But Poison Encoder wants a key as string or atom for the coordinates map. I do understand postgres does not like tuple as key for jsonb.
So, is there an easy way to transform the tuple key to string before saving to database, then back to tuple after loading? Should I look into changeset or poison encoder? If possible, I would like to keep the more expressive key tuple form for data struct and the string key for db.
Another possibility that @michalmuskala and @mitchellhenke explained to me when I was asking on the #ecto Slack channel yesterday how you could store arbitrary data in a column, would be to create the following type:
defmodule Anything do
@behaviour Ecto.Type
def type, do: :binary
# Provide our own casting rules.
def cast(term) do
{:ok, term}
end
# When loading data from the database, we are guaranteed to
# receive an integer (as databases are strict) and we will
# just return it to be stored in the schema struct.

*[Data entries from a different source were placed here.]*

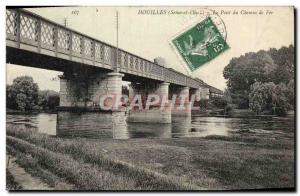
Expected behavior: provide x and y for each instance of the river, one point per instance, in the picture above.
(195, 126)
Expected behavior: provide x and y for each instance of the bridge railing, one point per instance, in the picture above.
(29, 29)
(44, 36)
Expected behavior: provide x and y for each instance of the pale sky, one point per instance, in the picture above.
(149, 35)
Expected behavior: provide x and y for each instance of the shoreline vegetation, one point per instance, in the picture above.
(211, 163)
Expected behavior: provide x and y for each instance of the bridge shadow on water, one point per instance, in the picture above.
(194, 126)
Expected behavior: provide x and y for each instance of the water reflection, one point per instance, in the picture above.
(194, 126)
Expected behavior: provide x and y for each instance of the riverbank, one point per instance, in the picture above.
(214, 162)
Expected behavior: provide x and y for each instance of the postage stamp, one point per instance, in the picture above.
(200, 43)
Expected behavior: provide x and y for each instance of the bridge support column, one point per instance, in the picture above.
(155, 113)
(181, 105)
(80, 113)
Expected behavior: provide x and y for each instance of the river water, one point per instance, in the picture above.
(195, 126)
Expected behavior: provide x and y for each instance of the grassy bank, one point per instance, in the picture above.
(161, 164)
(11, 184)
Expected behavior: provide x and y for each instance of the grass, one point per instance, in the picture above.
(210, 163)
(11, 184)
(119, 175)
(32, 166)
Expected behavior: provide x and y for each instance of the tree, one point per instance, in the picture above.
(275, 66)
(260, 96)
(48, 99)
(280, 100)
(22, 94)
(244, 71)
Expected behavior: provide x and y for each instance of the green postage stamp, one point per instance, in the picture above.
(200, 44)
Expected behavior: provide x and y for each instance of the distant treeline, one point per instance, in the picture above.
(24, 95)
(262, 81)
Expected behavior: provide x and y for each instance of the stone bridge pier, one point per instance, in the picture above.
(155, 113)
(181, 105)
(80, 112)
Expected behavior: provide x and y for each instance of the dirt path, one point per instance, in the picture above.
(23, 178)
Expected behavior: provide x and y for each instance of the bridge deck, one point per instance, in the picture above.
(34, 35)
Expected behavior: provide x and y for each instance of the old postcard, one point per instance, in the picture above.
(147, 98)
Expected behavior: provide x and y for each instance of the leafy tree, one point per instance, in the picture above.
(244, 71)
(48, 99)
(260, 96)
(280, 100)
(275, 66)
(22, 94)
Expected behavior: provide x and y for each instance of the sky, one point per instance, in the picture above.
(148, 35)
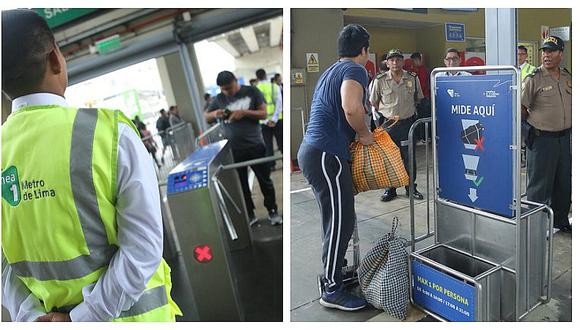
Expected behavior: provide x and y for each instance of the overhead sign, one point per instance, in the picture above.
(474, 119)
(442, 294)
(109, 44)
(312, 63)
(455, 32)
(59, 16)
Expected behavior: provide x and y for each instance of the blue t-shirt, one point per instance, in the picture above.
(328, 129)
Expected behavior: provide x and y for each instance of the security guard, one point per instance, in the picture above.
(525, 67)
(547, 111)
(272, 126)
(396, 94)
(81, 221)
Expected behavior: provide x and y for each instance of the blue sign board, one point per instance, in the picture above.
(455, 32)
(442, 294)
(474, 117)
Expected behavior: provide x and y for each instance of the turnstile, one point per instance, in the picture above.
(210, 219)
(492, 254)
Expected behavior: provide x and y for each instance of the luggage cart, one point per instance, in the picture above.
(489, 261)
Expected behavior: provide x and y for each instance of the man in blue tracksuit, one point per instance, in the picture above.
(336, 116)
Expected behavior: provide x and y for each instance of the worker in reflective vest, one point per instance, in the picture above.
(272, 126)
(525, 67)
(81, 221)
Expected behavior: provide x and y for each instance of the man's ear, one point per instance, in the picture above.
(54, 62)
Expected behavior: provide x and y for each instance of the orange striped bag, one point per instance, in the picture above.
(379, 165)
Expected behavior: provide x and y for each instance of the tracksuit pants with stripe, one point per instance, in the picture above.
(331, 181)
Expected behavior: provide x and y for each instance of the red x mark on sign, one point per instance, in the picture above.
(202, 253)
(479, 143)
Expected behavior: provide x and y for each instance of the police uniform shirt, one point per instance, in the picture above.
(548, 100)
(396, 99)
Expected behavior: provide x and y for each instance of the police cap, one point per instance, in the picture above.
(394, 52)
(553, 43)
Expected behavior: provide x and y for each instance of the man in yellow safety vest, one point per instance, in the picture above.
(272, 126)
(82, 236)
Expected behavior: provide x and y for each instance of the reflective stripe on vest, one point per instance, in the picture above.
(87, 208)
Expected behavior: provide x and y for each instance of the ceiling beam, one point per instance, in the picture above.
(225, 44)
(275, 32)
(250, 38)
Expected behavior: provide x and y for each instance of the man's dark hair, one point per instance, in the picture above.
(351, 39)
(225, 78)
(260, 74)
(452, 50)
(26, 42)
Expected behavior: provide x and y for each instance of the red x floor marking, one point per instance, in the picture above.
(203, 253)
(479, 143)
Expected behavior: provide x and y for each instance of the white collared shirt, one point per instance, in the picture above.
(139, 233)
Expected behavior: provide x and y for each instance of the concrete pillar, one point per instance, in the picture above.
(176, 89)
(313, 31)
(500, 36)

def load(binary), do: {:ok, :erlang.binary_to_term(binary)}
# When dumping data to the database, we *expect* an integer
# but any value could be inserted into the struct, so we need
# guard against them.
def dump(term), do: {:ok, :erlang.term_to_binary(term)}
end
This will store any Elixir data type, regardless of what it is, in a binary column. The only disadvantage this has over using Postrex + jsonb + some logic to convert your things to JSON, is that a jsonb-type-column can be searched to some extent, while an encoded binary can not. However, for just storing some information, this should be enough.